New building ready for show

July 08, 2009
With the Crawford County 4-H Fair beginning Saturday, volunteers are busy getting the facilities in order and putting the finishing touches on the new livestock building, the new public address system and the much-improved pavilion.

The pavilion, which was partially open, was used up to last year as the livestock show area. This year, the building has been enclosed and is now climate-controlled, which will be inviting to fair-goers on hot days and evenings.

The building will now house vendors, booths and nonprofit informational areas.

"We hope to attract businesses like Ponder Boat Co., car dealers and others who will bring and display their wares," Terry Allen, who serves on the 4-H Council, said. "With the building being climate-controlled, there should be a lot of people coming inside to cool down. We have insulated the building and installed energy-efficient lighting, and I think it'll be ready when the fair starts.

"We'll also be using the stage for live entertainment and the queen and baby contests, but will probably still have some things going on outside in the dining tent," he added.

"We also hope to rent the pavilion out on weekends and for special events like receptions and vendor shows after the fair. We also rent the Clover Room for events, but there is more room in the pavilion area. The whole pavilion can be rented, or just a part of it, and it can be rented with or without the kitchen. And there's rest rooms in both areas, and we even have showers in the pavilion."

Another new addition to the fairgrounds is the livestock building, where 4-H members will house and show their animals. The building, which was recently completed, has a large, open floor plan and is enclosed by a chain-link fence.

"The new building is really nice," Andy Howell, who oversees the 4-H kids and the animals at the fair, said. "The 4-H program has been steadily growing, and the new building will give us plenty of room to grow. They actually delivered the building around Christmas and had it under roof in just a couple of weeks. We have it almost ready for the fair. Rhonda (Crecelius) made most of the calls and coordinated everything. She put a lot of hours into this, and it's really paid off."

The animals will be brought in on Sunday evening and Monday. Judging will begin on Wednesday evening for sheep, swine and beef cattle.

"Tuesday evening, we'll have the celebrity show," Howell said. "And on Thursday evening, the poultry, goats and rabbits will be judged."
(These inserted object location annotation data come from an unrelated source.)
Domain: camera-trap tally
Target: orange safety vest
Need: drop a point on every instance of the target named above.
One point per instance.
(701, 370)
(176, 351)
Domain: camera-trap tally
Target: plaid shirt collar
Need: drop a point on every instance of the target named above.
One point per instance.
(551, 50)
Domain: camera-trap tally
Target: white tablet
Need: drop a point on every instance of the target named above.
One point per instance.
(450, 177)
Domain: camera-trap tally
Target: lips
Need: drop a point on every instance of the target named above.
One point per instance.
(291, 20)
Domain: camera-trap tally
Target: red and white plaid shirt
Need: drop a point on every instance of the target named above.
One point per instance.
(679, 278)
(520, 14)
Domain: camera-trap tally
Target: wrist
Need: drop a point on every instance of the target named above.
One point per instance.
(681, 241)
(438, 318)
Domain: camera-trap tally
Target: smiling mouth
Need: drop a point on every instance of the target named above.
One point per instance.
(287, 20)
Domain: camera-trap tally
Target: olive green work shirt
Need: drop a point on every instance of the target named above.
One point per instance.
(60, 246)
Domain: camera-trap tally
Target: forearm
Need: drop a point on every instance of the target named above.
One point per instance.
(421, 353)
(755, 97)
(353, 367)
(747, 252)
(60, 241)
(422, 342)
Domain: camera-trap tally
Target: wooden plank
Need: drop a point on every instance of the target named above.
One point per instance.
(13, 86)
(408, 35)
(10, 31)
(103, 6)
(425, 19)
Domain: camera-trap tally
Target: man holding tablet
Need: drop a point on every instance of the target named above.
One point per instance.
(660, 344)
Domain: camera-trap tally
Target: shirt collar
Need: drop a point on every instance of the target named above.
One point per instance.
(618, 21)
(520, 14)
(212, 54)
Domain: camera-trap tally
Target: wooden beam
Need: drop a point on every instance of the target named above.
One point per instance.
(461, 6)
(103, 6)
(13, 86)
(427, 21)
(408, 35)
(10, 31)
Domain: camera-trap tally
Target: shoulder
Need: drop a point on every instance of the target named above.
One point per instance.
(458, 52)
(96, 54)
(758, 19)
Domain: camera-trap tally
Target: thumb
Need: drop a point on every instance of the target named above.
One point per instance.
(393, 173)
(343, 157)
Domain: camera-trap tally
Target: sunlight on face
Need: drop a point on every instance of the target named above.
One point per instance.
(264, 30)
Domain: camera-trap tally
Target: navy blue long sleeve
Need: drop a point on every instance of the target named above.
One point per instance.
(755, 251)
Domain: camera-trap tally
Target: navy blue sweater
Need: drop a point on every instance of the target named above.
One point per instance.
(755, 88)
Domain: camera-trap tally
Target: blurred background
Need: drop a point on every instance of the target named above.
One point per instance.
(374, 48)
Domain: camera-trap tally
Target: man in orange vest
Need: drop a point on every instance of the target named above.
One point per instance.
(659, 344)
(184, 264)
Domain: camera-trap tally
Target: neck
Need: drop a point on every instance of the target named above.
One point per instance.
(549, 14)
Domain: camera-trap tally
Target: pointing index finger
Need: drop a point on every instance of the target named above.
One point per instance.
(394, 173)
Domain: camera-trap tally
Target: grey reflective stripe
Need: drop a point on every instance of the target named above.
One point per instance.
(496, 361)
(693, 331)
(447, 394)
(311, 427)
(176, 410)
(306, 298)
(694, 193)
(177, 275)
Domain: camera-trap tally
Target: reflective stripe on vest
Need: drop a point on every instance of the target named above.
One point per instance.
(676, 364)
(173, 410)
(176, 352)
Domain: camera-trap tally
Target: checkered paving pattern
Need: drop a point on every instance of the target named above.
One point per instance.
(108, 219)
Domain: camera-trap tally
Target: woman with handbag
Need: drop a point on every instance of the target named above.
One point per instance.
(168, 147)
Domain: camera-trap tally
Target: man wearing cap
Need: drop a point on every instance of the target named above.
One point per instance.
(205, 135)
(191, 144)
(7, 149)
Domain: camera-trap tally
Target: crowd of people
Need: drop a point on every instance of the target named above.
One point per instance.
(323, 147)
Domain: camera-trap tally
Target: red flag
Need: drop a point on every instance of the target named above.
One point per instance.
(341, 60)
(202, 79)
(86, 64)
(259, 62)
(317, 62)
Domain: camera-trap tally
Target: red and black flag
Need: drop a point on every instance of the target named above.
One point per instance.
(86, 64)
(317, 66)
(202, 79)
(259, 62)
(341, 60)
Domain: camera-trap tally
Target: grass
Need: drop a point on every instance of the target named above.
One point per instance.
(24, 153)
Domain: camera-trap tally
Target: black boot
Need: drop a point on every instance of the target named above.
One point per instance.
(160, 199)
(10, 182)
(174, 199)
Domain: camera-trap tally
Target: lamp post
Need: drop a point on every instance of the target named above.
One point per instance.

(For a complete fair schedule, see story, front page.)

On Monday, the fairgrounds was a buzz of activity as workers wrapped up all the loose ends and prepared for the crowds.

"We're getting there," Crecelius said. "Everything should be finished later this week. We're installing the new lights in the livestock building, so it will be ready soon. We're real happy with the way it's turned out.

"And we're using the small barn where vendors were last year for a petting zoo. After opening day, we'll have the bloodmobile here on Monday from 4 till 8 p.m. Kent Barrow, the Emer-gency Management Agency director, will be bringing the District 10 EMA trailer here, and it will be available for tours all week," she continued.

"We'll have the demo derby on the 11th. We also have a new sound system that can broadcast all over the fairgrounds. This is really important if a child is lost or if we have to make an announcement. On the 18th and 19th, we'll have the (off-road) races at the new track at the back of the fairgrounds, and we'll have a portable concession stand at the shelter house during the races."